そもそも、この世界で一番宿を使うのは冒険者、次いで行商人。そして、行商人は冒険者を護衛に雇うことが多い。つまり、冒険者がいないこの国では行商人が安全に行き来するのがやや難しいため、行商人自体が少ない。その代わり、小さな村でも店があり、大手の商会により運営されている。そしてその大手の商会は自分たちで護衛を用意しているし、街や村で泊まるときも自分たちで宿泊用の建物を用意しているから、宿を使う人も機会も本当に少なく、結果的に宿自体が少ない。実際、ウォルテは人口だけで言えば二万人ほどらしいが、この規模でありながら宿はたった三軒。この状況だと宿に入った瞬間に足がつきそうなので、宿を取るという選択肢はあきらめた。
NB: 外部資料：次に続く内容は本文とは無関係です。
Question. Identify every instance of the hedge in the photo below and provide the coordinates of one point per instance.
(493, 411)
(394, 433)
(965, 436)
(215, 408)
とりあえずどうにかして街を出るしか無いと、東へ向かって歩き始める。門を普通に通過するのは無理そうなので、最悪の場合は強行突破。あるいは外壁に穴を開けるか。出来れば穏便に済ませたいと思っていたら、エリスがマントの下から尻尾をペシペシと二回当ててきた。
「二人か」
「うん」
「衛兵じゃないな」
「ちょっと柄の悪い感じ」
さて、どうしようか……と言っても、対処方法が色々あるわけでは無い。
何より、この街で何か騒ぎを起こしてしまうと、都合が悪いことが多すぎる。穏便に済ませるには……
「エリス」
自然な感じで口元を手で隠し、小声でエリスに作戦を伝える。
「……ってのは、どうかな?」
「大丈夫です」
「よし」
少しだけ歩く速さを上げる。
「どう?」
「ついてきてる」
「よし、そこの角を右」
通りをただ普通に歩いているだけだが……
「ついてきてます」
「次を左」
いくつかの角を曲がってみたが、ついてきている。偶然一緒の方向を歩いているとは考えづらい。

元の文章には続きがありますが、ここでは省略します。